Re: [RFT] major libata update

Tejun Heo <htejun@xxxxxxxxx> · Wed, 17 May 2006 12:05:01 +0900

Jeff Garzik wrote:
A spurious SDB FIS updating SActive is bad news, yes.  But with a busy 
AHCI controller, perhaps sharing PCI interrupts, I think there is 
distinct potential to be flagged as a spurious interrupt, when not.

You are talking about cases where the controller raises SDB IRQ without 
actually receiving one, right?  That is certainly possible and if this 
is the case, I'm very okay with eating the IRQ.

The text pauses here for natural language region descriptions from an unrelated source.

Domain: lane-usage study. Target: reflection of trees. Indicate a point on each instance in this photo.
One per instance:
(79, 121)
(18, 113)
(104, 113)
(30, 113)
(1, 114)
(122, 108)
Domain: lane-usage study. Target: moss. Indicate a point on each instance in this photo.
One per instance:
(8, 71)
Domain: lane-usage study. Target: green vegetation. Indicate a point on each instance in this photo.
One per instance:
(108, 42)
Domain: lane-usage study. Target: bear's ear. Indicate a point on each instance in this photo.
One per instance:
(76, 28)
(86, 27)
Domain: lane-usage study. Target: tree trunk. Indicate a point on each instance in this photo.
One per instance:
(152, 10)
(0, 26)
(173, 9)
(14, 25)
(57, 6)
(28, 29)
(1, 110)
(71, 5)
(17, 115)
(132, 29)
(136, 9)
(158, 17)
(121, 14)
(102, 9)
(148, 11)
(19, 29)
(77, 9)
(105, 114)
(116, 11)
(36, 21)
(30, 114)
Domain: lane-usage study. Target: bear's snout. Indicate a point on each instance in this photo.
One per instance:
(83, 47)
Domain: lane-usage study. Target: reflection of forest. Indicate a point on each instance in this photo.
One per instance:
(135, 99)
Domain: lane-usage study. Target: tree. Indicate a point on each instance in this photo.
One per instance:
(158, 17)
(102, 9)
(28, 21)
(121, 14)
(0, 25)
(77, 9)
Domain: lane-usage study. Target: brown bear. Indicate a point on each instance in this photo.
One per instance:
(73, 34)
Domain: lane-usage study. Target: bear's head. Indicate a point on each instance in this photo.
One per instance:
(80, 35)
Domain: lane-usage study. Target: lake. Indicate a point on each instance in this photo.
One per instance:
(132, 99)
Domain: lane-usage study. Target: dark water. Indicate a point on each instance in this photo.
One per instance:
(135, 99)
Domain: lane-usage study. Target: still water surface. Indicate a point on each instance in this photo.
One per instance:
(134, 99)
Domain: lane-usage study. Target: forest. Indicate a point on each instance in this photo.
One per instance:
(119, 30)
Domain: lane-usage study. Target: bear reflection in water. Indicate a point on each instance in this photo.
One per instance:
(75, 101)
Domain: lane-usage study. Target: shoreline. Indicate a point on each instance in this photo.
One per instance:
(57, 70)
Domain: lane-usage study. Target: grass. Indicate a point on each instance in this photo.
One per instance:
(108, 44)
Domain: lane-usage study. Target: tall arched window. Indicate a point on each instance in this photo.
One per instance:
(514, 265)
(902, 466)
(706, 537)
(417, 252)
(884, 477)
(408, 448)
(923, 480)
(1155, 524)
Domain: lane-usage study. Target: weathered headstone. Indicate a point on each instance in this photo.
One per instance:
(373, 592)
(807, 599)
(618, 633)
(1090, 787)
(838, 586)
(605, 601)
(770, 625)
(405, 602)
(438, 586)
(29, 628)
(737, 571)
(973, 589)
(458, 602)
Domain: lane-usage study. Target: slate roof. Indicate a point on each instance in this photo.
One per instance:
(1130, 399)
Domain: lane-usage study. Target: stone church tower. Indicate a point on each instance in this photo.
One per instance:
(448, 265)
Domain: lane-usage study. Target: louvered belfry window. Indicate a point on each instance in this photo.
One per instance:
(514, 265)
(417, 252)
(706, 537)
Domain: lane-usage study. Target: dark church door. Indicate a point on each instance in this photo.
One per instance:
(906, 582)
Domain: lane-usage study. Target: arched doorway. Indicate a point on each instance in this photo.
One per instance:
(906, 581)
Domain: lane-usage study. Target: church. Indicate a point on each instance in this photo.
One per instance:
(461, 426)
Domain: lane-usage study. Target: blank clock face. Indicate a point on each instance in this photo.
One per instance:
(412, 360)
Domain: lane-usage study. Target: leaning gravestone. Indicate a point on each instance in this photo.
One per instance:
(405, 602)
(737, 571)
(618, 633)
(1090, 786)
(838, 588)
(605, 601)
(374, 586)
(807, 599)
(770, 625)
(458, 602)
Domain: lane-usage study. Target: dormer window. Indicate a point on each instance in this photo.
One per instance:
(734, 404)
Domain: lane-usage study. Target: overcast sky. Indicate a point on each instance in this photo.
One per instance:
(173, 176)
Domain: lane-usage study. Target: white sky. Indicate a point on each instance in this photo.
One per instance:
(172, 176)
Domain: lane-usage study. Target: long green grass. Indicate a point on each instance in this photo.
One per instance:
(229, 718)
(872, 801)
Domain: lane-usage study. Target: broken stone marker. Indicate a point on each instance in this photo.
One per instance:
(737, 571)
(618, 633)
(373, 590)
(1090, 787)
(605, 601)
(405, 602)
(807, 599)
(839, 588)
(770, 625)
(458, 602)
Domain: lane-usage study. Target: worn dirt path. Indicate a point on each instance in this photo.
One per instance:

But I'm taking a higher level view than that, from two angles:

1) I think its a waste of time to even worry about this.  We should just 
program AHCI to spec, and  let the controller and devices talk to each 
other as they will.  If there are spurious completions, that should show 
up elsewhere via tag poisoning and/or tag rotation.  Or data corruption, 
if nothing else.  We'll know, even without the potentially-questionable 
spurious interrupt detection code.

2) Given the factors mentioned above -- shared irq and busy 
multi-controller controller -- highly asynchronous conditions combine to 
create a higher probability of seeing events arrive while you're 
processing other events.  Overall, I feel that trying to accurately 
account for everything going on in silicon leads to madness and 
complexity :)  Just hand things to silicon, and trust that it either 
accurately accounts SDB FISs, or will be quite obviously broken under 
stress.

I see your point.  But I'm quite worried about this one, because

* This won't occur often and even when it occurs at the hardware level, 
it might be masked by processing delays in the kernel.  But when it 
blows, it will corrupt data silently.  We might not see such a report 
for months and even when it strikes pinpointing the origin will be 
extremely difficult.

* The danger of the race condition is not theoretical.  I think I can 
trigger it with AHCI.  AHCI delegates management of SActive register to 
the driver.

Remember the lost command completion bug in very early AHCI NCQ 
implementation?  It was caused by setting SActive after issuing the 
command.  Command completion SDB was received before SActive was cleared 
and when the IRQ handler kicks in afterward, it saw the bit which was 
set after completion and thus couldn't complete the command resulting in 
timeout.

This problem is similar except that it's the other way around.  From 
ahci_qc_issue()...

	if (qc->tf.protocol == ATA_PROT_NCQ)
		writel(1 << qc->tag, port_mmio + PORT_SCR_ACT);
	writel(1 << qc->tag, port_mmio + PORT_CMD_ISSUE);

Let's say we insert mdelay(10) between SActive setting and actual 
command issuance.  It will drastically increase the chance of receiving 
the spurious SDB FISes inbetween.  The following sequence is likely when 
such event occurs.

1. driver sets SActive bit for tag x
2. disk issues spurious SDB completion for tag x
3. ahci receives the SDB FIS, clears the corresponding SActive bit and 
raises interrupt
4. driver issues command for tag x and complete command issuance
5. IRQ handler kicks in sees that SActive for tag x is clear and 
completes the corresponding qc.
6. we now have data corruption.

I want to emphasize that SActive manipulation correctness is highly 
critical for NCQ integrity.  It's the thin thread the whole NCQ protocol 
hangs on.  Spurious SDB FIS amounts to random command completion without 
synchronization.  This is a serious problem which requires handling and 
I'm pretty sure I'm not being paranoid here.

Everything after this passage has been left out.